How the right software can address the most pressing hiring challenges

High turnover, talent shortages, building inclusive workplaces: All these challenges can be addressed with skills-focused hiring.

How the right software can address the most pressing hiring challenges

The COVID-19 pandemic intensified a number of challenges already facing hiring managers and human resources professionals. Talent shortages, high turnover, and the need for more diverse, inclusive teams were key concerns before the pandemic began, and they continue to pose obstacles for companies in every industry.

At the root of all these challenges lies a need to fight a number of biases, focused not only on factors like race or neurodivergence but also on longstanding assumptions about the hiring process itself. By integrating curiosity about candidate skills with the use of AI-based technology to deepen insights, companies can begin to break free of outdated views and build a workforce equipped to tackle the challenges of the coming years.

Different issues, common root

On the surface, the biggest issues facing employers today seem to be largely separate from one another. A lack of qualified candidates seems to have little in common with a company’s inability to retain its top talent, for example, and both may seem to have little or nothing to do with the company’s interest or commitment to diversifying the perspectives its teams bring to the table.

Beneath the surface, however, these seemingly disparate problems share at least one common feature: They all stem from problems with the traditional hiring process, which focuses on credentials and accomplishments rather than skills.

A focus on credentials and accomplishments automatically excludes certain candidates, even when their skills and abilities on the job are sound. For example, a study led by Harvard Business School’s Joseph B. Fuller and Manjari Raman found that 60 percent of responding companies hired the holder of a college degree over a non-degree candidate, even when the latter had skills and experience that would have allowed for success in the role. Because diverse candidates face biases in every area of life, they too may be excluded by a system that values credentials, awards, and titles over skills.

Yet hiring for skills is becoming a matter of life and death for many companies. According to one report from the World Economic Forum, 40 percent of workers will need reskilling by 2025. Workers hired without attention to their existing skills and ability to develop new skills imperil a company’s potential to achieve its goals. They are also less likely to enjoy their work or to find it meaningful, which means they are also more likely to leave.

Hiring for skills can reduce the costs of new hires as well. “How skilled and knowledgeable candidates are when taking on a new role determines how much training is needed and how that training should be facilitated,” writes human resources consultant Tess C. Taylor at Forbes. Candidates with transferable skills that apply to the new role tend to adapt quickly and easily, while candidates with strong learning skills usually do better with training.
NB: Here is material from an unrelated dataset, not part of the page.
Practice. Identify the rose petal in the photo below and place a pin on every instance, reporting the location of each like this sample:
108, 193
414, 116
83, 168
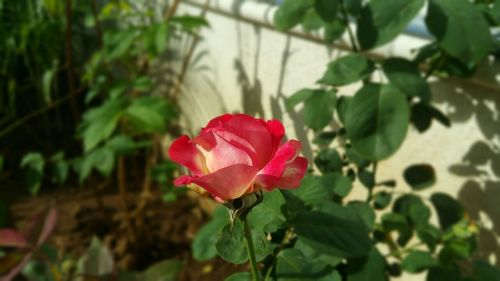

Choosing the right tools for better hiring

The first step to better technology use in hiring is to make sure your existing technologies don’t exacerbate the problem. Bias is more likely in systems that use limited data sets to draw conclusions, or that are not designed with an express focus on addressing sources of bias.

Despite its name, artificial intelligence lacks the critical thinking skills humans possess. The strength of the technology lies in its ability to examine datasets much larger than the human mind can readily comprehend, but it looks for elements it is trained to see. Early use of AI in hiring, then, tended to replicate existing biases in the data presented. Early AI, for example, might recommend a company only hire candidates from the same five colleges attended by its leadership, because its leadership tended to favor candidates who shared their experience of attending those schools.

Today, the right hiring tools for a focus on skills take into account these early lessons. They allow for a focus on factors that affect actual job performance and growth, rather than on factors that represent unconscious biases. The Eightfold platform, for instance, focuses on skills, not only to identify candidates who offer a good fit for existing openings, but also to provide insights as to where candidates with certain skill sets may most effectively grow or branch out.

With the right tools, combined with human curiosity and empathy, hiring managers and human resources professionals can shift their focus from workers’ credentials to their skill sets, tackling some of the largest problems facing human resources today.